Bus a chiamata, il Campidoglio amplia il servizio dopo il successo a Massimina
Scardinare la rigida e spesso inefficiente logica delle linee tradizionali per muoversi verso un modello di mobilità dinamico, flessibile e tarato sulle reali esigenze momentanee dell’utenza.
Nelle periferie romane il trasporto pubblico locale prova a cambiare radicalmente pelle, affidandosi a un sistema di trasporto on-demand (a chiamata) che, conclusa la prima fase sperimentale, entra a pieno titolo nella rete strutturale della mobilità cittadina.
Si chiama ClicBus ed è la risposta tecnologica pensata per collegare i quartieri più distanti dal centro storico, storicamente penalizzati da frequenze dilatate e infrastrutture deboli.
Il funzionamento del servizio si distacca completamente dal classico concetto di linea urbana. Non esistono orari prestabiliti né itinerari fissi: l’utente seleziona il punto di partenza e la destinazione direttamente tramite una piattaforma digitale.
Il software di gestione incrocia le richieste in tempo reale e pianifica il tragitto ottimale per il minibus, convogliando i passeggeri verso nodi strategici di interscambio quali stazioni ferroviarie, capolinea della metropolitana, presidi ospedalieri e poli scolastici.
I numeri del quadrante Ovest e la nuova regia di Atac
Attualmente il servizio copre in modo capillare le aree di Massimina, Casal Lumbroso, Monachina e Villa Troili, con vetture operative tutti i giorni in una fascia oraria estesa dalle 5:30 fino a mezzanotte.
La svolta gestionale e qualitativa, rivendicata dall’amministrazione capitolina, coincide con il passaggio della cabina di regia operativa direttamente sotto il controllo di Atac e con il rilascio della nuova applicazione per smartphone, che ha snellito sensibilmente le procedure di prenotazione delle corse.
Sebbene i viaggi vengano materialmente eseguiti da vettori privati vincitori di regolari bandi pubblici, la centralizzazione dei flussi informativi ha ottimizzato i tempi di attesa e i percorsi.
I dati statistici confermano la rapidità con cui la cittadinanza sta assimilando la novità.
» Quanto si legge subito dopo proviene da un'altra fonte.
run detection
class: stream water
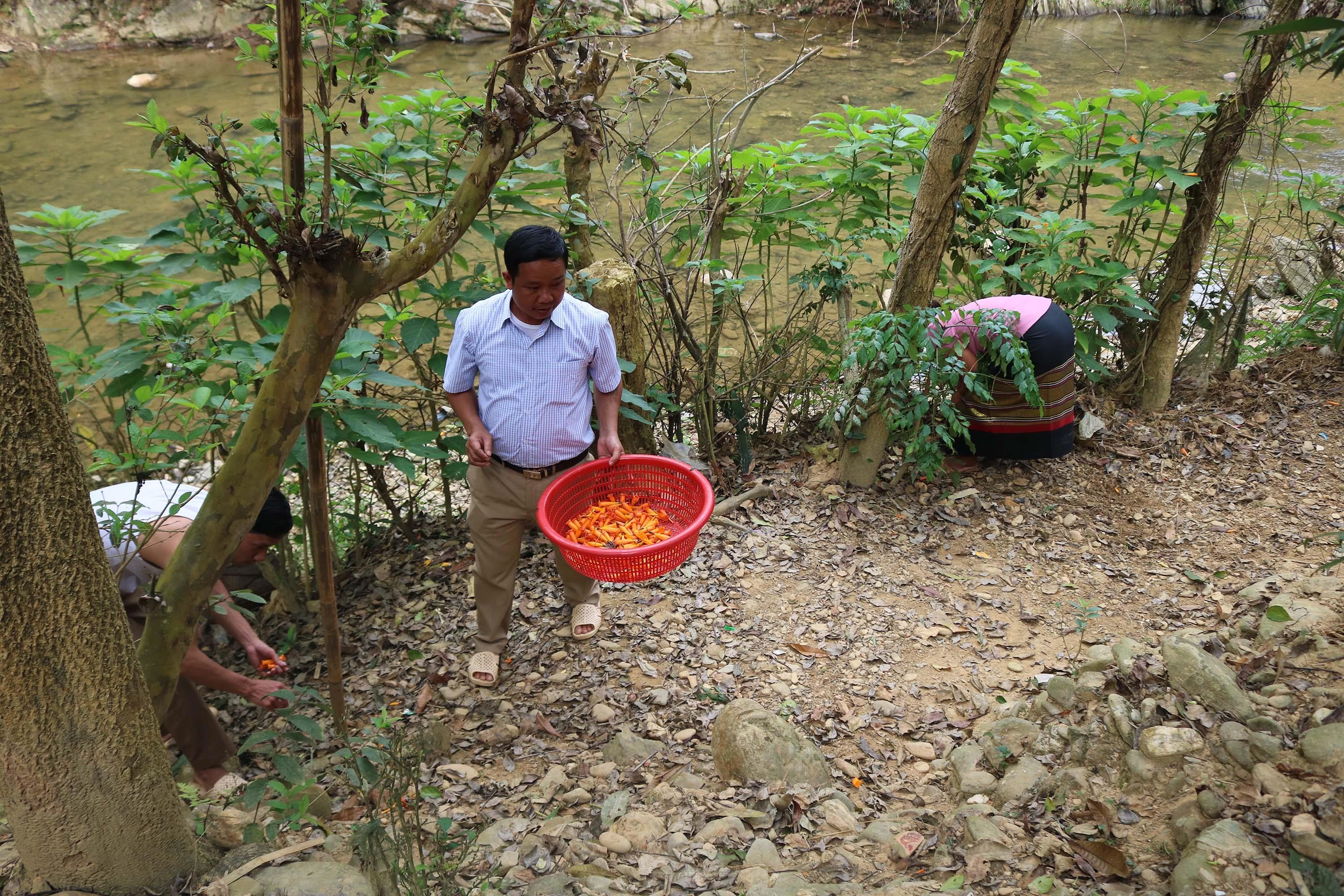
[0,16,1344,339]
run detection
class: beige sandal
[570,603,602,641]
[206,771,247,799]
[466,650,500,688]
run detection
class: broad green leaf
[337,407,402,448]
[362,371,425,390]
[289,712,325,740]
[271,754,305,784]
[402,317,438,352]
[47,258,89,289]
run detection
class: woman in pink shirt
[943,296,1077,473]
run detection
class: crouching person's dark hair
[253,489,294,538]
[504,224,570,277]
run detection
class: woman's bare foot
[942,454,980,473]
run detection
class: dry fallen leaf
[1068,840,1129,877]
[332,799,364,821]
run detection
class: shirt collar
[492,289,579,332]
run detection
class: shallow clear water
[0,16,1344,344]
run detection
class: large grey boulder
[1167,818,1265,896]
[602,728,663,766]
[251,862,374,896]
[1163,637,1255,719]
[1270,237,1321,298]
[710,698,831,787]
[1297,721,1344,767]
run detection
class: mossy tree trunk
[1130,0,1301,411]
[140,0,536,717]
[583,261,655,454]
[0,185,195,896]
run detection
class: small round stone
[597,830,634,856]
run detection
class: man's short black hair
[504,224,570,277]
[253,489,294,538]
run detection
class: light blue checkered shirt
[444,290,621,467]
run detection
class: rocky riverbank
[65,352,1344,896]
[0,0,1265,54]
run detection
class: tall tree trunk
[583,261,655,454]
[1133,0,1300,411]
[140,0,536,717]
[563,40,607,270]
[887,0,1027,310]
[840,0,1027,487]
[0,188,195,895]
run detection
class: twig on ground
[219,837,325,887]
[714,483,774,516]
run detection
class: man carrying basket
[444,224,621,688]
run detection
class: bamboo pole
[276,0,304,237]
[304,413,345,735]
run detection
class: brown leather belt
[491,445,593,479]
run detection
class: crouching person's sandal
[570,603,602,641]
[466,650,500,688]
[206,771,247,799]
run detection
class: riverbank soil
[150,352,1344,895]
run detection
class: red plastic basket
[536,454,714,582]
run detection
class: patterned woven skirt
[962,305,1077,461]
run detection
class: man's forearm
[181,646,254,697]
[593,386,621,433]
[448,390,485,434]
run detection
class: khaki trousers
[466,461,601,654]
[126,616,238,771]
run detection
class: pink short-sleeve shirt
[943,296,1050,355]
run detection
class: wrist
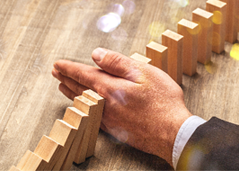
[157,108,192,166]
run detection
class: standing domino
[162,30,183,85]
[192,8,213,64]
[221,0,239,43]
[73,96,98,164]
[178,19,199,76]
[83,90,105,158]
[206,0,227,53]
[61,107,89,170]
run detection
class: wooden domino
[220,0,239,43]
[162,30,183,85]
[17,150,47,171]
[49,119,77,170]
[34,135,63,170]
[178,19,199,76]
[83,90,105,158]
[73,96,97,164]
[130,53,152,64]
[146,42,168,73]
[61,107,89,170]
[206,0,227,53]
[192,8,213,64]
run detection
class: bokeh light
[230,43,239,61]
[111,28,128,40]
[212,11,223,24]
[122,0,136,14]
[96,12,121,33]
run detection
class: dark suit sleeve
[177,117,239,170]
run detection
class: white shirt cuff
[172,116,206,170]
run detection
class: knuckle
[109,53,123,71]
Dal 6 maggio, prendendo in esame il solo bacino di Massimina, il sistema ha registrato oltre 1.850 passeggeri trasportati.
Un trend in costante ascesa che fotografa il radicamento del servizio nel quadrante ovest della città: si è infatti passati dai 90 utenti del primo giorno della nuova gestione fino al picco di 162 viaggiatori censiti nella giornata di mercoledì 20 maggio.
Il piano di espansione: sette nuovi quartieri nel mirino
Per l’assessore capitolino alla Mobilità, Eugenio Patanè, il successo di ClicBus convalida la bontà di una strategia mirata a diversificare l’offerta di trasporto pubblico, specialmente nei tessuti urbani a bassa densità abitativa dove i bus di grande linea viaggiano spesso sotto-utilizzati o restano imbottigliati nel traffico.
Visti i riscontri positivi, il Campidoglio ha già predisposto le linee guida per estendere l’architettura del trasporto su prenotazione ad altri sette quadranti critici della periferia romana. I prossimi territori a essere integrati nella rete on-demand saranno:
Trigoria e Fonte Meravigliosa nel quadrante meridionale;
Valle Borghesiana e Corcolle lungo l’asse stradale orientale;
Santa Palomba, Casal Monastero e Cerquette.
L’obiettivo strategico di lungo termine è integrare stabilmente il trasporto a chiamata all’interno del Piano della Mobilità Cittadina, trasformandolo in una risorsa permanente per colmare i limiti cronici delle infrastrutture di superficie tradizionali.